Here I am going to document the passages required to extract data from PhenoRice mosaics so that they can be more easily analyzed.
Simple renaming of the mosaics prepared by Andy to give them more “meaningful” names
# Just define the folder containing s1_2003.tif, s2_2003.tif, etcetera and run
# `rename_year_mosaics
mosaics_folder <- "/home/lb/my_data/prasia/mosaics/by_year/2017-07-22/"
out_folder <- "/home/lb/my_data/prasia/mosaics/by_year"
rename_year_mosaics(mosaics_folder, out_folder)
Build multi-band files containing the full time series for each PhenoRice output of interest to facilitate access to data
# Folder containing the mosaics by year and parameter (e.g., sos_1_2016, sos_2_2016, etc)
# # Note we are using the "renamed" ones obtained after applying "rename_year_mosaics"
mosaics_folder <- "/home/lb/my_data/prasia/mosaics/by_year/"
outfold <- "/home/lb/my_data/prasia/mosaics/ordered"
patterns <- c("sos", "eos", "pos", "cumevi", "veglgt", "totlgt", "nseas")
create_ordered_tiffs(mosaics_folder, patterns, out_folder )

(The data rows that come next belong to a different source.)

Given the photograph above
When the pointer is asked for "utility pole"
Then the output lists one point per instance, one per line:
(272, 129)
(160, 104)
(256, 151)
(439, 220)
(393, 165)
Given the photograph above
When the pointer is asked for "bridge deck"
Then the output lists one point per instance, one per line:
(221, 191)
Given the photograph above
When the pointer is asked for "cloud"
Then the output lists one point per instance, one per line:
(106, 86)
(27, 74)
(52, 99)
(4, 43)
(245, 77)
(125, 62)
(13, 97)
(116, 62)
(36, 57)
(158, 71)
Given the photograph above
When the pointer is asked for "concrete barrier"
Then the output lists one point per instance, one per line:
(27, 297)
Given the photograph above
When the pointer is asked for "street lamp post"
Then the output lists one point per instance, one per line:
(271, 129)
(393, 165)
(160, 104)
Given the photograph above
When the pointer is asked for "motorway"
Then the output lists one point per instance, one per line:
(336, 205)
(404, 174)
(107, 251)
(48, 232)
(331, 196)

To speed-up things, its better to prototype the analysis on selected areas, and then extend it. Therefore, here is a way to easily extract and mask the data on a region of interest. Note that this is heavily parallelized: using a PC with many cores will speed-up things considerably ( there is an hard-coded limit to 8 cores at the moment, but I could remove it). On small areas, this is fast, but on larger ones it takes a while to re-save the tiffs. I’ll see if I can improve this.

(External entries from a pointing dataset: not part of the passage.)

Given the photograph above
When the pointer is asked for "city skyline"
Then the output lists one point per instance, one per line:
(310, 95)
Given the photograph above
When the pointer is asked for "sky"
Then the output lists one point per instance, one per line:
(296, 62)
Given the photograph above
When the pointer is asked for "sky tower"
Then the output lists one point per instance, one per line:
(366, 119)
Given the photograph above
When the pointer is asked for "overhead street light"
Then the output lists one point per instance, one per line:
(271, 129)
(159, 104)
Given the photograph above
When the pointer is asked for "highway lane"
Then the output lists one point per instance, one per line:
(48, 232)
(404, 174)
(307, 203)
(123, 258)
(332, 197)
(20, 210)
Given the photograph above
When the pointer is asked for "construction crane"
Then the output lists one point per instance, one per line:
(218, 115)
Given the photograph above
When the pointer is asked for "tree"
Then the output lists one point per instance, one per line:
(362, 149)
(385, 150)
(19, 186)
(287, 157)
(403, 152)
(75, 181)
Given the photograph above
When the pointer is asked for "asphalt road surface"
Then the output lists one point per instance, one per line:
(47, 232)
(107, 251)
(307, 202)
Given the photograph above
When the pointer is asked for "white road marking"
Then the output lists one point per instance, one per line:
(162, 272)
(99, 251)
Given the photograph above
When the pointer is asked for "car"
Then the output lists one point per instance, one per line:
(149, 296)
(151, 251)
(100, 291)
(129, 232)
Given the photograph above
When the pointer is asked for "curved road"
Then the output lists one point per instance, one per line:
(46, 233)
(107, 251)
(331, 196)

# ____________________________________________________________________________
# set input and output folders ####
mosaic_folder <- "/home/lb/my_data/prasia/Data/orig_mosaic/param_series/"

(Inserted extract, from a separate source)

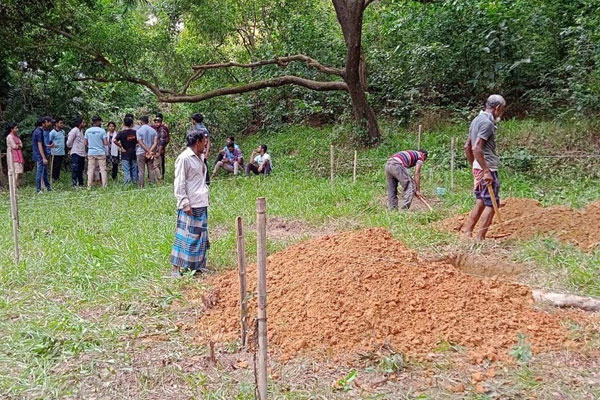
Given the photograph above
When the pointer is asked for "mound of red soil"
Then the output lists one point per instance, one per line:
(526, 218)
(356, 291)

subsets_folder <- "/home/lb/my_data/prasia/Data/subsets"
make_folder(subsets_folder, type = "dirname", verbose = T)
# ____________________________________________________________________________
# define subsetting area: choose a country ####
subset_name <- "PHL"
in_country <- "PHL"
boundmask <- sprawl::get_boundaries(in_country, level = 1) %>%
sf::st_as_sf() %>%
sf::st_combine() %>%
sf::st_sf(id = 1, sf_column_name = ".") %>%
sf::st_transform(get_proj4string("/home/lb/my_data/prasia/Data/orig_mosaic/param_series/decirc/eos_decirc.tif"))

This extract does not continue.